Поскольку мои стихи всегда на много световых лет опережают меня, только когда Колетт задала этот вопрос, я начал понимать, как переход от обращения («дорогая Мелисса») к притяжательному местоимению («моя Мелисса») стал сдвигом в плане того, кем Мелисса является для меня теперь. Проще говоря, она больше не является чем-то внешним относительно моего понимания самого себя. Для полноценного существования TC мне уже не нужно, чтобы Мелисса существовала только в прошедшем времени, как кто-то, кому я пишу и до кого я никогда не могу достучаться. Ещё одно стихотворение, опубликованное в майском номере, называется «Т»5. В транс-дискурсе тестостерон, инъекции которого я делаю себе раз в неделю на протяжении вот уже более десяти лет, сокращается до Т. Это по-своему странный и счастливый ритуал — я делаю крошечные отверстия в бедре, и через них в меня входят свет и дыхание. Оба этих стихотворения были, как я теперь вижу, практикой письма в присутствии Мелиссы и вместе с ней, экспериментальными попытками почувствовать то, каково это — любить наше тело, позволять ему занимать место в пространстве, праздновать нашу вместительность, прослеживая контуры нашего существования в каждом масштабе, в каждом разрыве, каждом шве.
Прим. пер.
1 По-биз (англ. Po-Biz от poetry business) — американское выражение, которым сами поэты, зачастую в критическом контексте, называют всю цепочку литературного процесса от написания стихотворений до книгоиздания, продаж и публичных мероприятий.

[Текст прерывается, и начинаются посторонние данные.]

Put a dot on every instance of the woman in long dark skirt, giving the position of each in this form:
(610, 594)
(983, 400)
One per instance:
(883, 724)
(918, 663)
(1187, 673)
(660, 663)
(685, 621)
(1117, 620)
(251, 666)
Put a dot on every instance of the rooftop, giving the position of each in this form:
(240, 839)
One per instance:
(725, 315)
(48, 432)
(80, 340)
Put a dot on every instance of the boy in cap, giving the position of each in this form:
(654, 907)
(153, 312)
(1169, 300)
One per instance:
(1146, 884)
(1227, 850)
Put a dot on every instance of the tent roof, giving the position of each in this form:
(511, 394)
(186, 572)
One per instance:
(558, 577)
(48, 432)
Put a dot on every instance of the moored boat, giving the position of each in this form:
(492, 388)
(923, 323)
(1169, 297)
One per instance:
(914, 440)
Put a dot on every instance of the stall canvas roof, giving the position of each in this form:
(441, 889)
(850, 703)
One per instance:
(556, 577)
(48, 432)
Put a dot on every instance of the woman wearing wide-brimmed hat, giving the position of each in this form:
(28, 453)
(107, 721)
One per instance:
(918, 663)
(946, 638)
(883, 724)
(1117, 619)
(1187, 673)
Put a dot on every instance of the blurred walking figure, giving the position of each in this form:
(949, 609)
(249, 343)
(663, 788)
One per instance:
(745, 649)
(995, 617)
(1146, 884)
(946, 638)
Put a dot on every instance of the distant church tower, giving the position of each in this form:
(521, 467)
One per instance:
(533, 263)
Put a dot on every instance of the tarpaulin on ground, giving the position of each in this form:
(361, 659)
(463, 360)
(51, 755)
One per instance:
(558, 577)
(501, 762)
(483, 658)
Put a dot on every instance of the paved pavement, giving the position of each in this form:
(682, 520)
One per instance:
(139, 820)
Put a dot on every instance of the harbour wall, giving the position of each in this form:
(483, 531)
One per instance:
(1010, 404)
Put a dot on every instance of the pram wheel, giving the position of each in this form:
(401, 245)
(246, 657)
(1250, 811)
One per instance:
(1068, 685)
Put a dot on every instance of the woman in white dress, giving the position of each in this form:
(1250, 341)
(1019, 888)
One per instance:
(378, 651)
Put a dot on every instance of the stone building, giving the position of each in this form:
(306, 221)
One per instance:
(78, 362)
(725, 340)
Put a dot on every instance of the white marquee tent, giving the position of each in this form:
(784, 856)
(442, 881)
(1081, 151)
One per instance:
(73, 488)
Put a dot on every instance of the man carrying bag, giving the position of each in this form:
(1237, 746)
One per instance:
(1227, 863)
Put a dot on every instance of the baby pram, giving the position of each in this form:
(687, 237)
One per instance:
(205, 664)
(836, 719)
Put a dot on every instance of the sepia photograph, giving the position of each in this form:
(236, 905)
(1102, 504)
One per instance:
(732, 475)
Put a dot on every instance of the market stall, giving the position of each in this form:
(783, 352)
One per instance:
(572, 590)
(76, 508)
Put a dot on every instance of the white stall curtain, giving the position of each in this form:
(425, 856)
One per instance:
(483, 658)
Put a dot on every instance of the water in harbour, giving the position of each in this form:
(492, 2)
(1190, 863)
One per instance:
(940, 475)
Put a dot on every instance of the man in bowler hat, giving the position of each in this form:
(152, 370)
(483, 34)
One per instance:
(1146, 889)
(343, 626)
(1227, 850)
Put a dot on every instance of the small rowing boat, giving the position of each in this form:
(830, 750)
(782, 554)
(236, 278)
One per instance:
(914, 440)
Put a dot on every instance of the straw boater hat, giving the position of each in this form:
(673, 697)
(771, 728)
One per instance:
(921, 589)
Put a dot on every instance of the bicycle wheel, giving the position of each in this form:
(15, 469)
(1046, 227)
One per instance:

Красные стаканчики SOLO — знаковая деталь американского быта, почти нарицательное обозначение одноразовых пластиковых стаканов на территории Америки.
2 Аппалачская тропа — важнейший маршрут для пешеходного туризма в североамериканской горной системе Аппалачи протяжённостью около 3,5 тыс. км. По сложившейся традиции на тропе не принято использовать имена, данные при рождении. Каждому, кто покоряет тропу, в тот или иной момент ее прохождения присваивается почетное прозвище — это своеобразная инициация. Имена тропы используются для общения в пути, фигурируют в книгах регистраций, и т.д.